You’re going places

Last month, she “managed” to read at least 36 books. Her adoration of the printed word began in the second grade, and flourished into authorship in the eighth. She loves music, but prefers musicals above all else, and her current fixation is Hamilton, a rap musical about founding father Alexander Hamilton’s life. She played the Queen of Heart’s First Lady in this year’s winter play Alice in Wonderland. She’s Junior Grace Roady; writer, actress, and believer of the empowerment of words.

As a freshman, Roady wrote a County Writing Contest first place poem, the piece she’d later excitedly give to her eighth grade English teacher Nora Dixon for revising. When Roady was a Sophomore, she wrote an essay about a true story, one that she had personally experienced one night during Fall with her father,entitled “An Autumn Night”, entereGrace pullqouted it into the same contest, and again won first place, securing two first prizes within her first two years of high school. But none of that, she deemed, would have been achievable without the encouragement and praise of Dixon.

Roady recalled the first time she’d shown Dixon one of her works, her poem mentioned before, and how her words affected her. “I’ll never remember the entire words exactly,” Roady said, “but I had just finished writing my first story, and I handed it in to my teacher, and whatever she said, from that moment forward pushed me to continue writing.”
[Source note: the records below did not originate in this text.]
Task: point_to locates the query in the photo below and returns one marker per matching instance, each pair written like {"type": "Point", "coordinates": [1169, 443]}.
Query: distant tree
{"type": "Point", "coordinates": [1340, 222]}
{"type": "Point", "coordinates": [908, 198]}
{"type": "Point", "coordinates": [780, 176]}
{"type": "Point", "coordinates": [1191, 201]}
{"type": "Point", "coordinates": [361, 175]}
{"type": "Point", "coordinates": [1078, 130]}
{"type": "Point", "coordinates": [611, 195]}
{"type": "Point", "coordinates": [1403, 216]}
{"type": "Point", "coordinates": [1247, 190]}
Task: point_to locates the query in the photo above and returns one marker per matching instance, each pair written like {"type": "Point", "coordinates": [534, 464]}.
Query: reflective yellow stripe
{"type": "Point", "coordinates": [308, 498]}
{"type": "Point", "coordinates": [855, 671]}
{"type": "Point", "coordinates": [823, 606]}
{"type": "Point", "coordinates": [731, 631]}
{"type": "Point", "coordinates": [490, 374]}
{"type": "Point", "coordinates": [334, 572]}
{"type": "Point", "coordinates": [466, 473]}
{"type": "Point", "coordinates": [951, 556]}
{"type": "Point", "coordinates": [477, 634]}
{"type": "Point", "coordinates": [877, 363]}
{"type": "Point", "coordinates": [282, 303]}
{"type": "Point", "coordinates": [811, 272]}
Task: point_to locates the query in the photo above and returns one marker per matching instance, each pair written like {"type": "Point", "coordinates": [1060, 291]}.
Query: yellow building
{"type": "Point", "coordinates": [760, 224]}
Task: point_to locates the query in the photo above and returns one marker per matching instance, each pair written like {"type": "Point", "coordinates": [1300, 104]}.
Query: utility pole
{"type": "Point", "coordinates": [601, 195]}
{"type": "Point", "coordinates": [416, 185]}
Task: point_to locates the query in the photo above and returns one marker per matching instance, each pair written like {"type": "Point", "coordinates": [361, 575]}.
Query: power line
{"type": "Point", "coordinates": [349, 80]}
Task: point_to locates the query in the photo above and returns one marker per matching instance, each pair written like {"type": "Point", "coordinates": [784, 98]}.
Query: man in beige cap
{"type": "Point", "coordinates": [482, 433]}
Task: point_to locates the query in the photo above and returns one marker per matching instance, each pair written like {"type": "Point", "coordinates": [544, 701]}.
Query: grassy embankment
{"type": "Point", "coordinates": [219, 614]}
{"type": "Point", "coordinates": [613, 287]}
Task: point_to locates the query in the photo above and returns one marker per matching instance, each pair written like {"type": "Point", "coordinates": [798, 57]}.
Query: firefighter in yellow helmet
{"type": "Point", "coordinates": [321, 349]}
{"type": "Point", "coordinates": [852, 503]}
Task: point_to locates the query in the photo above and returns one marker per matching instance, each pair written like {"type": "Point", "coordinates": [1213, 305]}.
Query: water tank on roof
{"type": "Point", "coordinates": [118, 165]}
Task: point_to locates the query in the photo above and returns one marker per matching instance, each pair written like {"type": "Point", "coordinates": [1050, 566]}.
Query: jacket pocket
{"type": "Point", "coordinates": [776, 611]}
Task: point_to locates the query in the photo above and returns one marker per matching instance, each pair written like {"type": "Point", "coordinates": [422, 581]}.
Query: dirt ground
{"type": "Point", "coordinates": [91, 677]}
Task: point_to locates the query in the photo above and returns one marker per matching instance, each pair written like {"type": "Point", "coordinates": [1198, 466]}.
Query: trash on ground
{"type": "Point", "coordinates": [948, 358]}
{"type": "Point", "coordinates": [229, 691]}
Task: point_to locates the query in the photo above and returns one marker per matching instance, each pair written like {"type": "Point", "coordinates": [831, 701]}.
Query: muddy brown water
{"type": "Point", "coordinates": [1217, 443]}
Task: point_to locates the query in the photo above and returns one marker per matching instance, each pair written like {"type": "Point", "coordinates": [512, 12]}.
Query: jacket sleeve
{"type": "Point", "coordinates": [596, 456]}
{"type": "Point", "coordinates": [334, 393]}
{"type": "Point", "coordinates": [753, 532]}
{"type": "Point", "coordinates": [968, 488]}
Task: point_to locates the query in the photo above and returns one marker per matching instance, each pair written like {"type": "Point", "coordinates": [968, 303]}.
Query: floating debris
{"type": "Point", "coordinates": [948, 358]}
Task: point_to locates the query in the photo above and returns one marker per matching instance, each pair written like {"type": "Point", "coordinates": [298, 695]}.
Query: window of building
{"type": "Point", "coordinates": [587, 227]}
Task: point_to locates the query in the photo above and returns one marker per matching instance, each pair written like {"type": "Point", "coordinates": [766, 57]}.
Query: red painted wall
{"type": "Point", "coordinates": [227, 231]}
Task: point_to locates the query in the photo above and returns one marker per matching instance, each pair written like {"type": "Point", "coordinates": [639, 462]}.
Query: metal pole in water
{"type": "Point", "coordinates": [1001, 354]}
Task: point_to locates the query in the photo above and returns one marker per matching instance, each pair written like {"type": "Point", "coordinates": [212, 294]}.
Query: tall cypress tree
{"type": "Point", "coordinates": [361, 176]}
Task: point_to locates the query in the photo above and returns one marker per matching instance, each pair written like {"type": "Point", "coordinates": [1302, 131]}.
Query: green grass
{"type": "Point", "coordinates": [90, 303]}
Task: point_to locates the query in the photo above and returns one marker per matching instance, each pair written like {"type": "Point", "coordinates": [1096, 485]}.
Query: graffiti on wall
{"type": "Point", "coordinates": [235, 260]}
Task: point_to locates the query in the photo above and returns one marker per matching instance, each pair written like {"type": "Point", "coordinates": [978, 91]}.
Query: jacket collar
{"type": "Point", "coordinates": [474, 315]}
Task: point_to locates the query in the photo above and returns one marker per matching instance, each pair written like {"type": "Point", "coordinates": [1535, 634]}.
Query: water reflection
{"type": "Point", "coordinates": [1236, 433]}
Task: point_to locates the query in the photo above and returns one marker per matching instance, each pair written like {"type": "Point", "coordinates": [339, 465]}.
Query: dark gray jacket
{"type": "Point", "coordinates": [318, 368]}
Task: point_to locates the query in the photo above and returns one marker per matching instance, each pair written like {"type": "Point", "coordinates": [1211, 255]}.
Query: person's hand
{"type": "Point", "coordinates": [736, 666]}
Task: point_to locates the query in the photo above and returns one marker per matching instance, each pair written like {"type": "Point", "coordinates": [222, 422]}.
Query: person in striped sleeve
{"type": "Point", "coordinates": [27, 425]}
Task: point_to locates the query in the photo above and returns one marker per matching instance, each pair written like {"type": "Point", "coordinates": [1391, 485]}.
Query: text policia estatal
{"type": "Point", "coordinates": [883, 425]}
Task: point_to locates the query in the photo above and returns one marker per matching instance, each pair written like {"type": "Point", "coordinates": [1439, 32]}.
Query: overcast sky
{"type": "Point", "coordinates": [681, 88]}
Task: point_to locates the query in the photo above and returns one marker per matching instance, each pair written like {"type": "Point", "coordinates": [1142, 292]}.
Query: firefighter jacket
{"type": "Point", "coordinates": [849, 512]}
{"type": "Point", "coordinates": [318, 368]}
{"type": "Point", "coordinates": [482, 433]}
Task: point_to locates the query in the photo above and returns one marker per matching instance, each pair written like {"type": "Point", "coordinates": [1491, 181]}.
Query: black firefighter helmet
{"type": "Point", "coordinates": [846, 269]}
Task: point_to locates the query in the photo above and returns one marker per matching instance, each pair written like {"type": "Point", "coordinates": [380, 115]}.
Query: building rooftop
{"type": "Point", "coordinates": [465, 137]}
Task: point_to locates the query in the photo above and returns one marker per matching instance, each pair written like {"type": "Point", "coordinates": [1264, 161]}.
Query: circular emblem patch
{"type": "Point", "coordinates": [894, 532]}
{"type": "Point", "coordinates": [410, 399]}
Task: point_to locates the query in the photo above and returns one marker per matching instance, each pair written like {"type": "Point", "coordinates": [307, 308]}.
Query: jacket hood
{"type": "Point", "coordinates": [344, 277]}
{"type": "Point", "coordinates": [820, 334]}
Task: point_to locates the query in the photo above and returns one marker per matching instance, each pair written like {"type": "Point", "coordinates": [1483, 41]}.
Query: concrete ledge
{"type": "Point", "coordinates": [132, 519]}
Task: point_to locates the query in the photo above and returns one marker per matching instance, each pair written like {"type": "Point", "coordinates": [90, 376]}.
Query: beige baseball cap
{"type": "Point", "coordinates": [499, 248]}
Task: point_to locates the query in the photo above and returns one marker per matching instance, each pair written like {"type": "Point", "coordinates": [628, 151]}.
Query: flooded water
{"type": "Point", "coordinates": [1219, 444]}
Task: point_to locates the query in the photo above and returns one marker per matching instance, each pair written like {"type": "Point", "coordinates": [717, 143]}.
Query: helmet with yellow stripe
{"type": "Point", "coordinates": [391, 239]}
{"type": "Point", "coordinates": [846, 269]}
Dixon had been a driving force in Roady’s life ambitions, someone who helped give her the confidence to continue writing, and who still inspires her to pursue it as a career. “I can’t imagine doing anything else other than writing or acting.” Roady explained.

“She helped me so much.” Roady said. “She said, “You’re really going places, Grace, with your writing. You can go so far with it, that you probably can’t even be able to imagine where you’ll go with it.”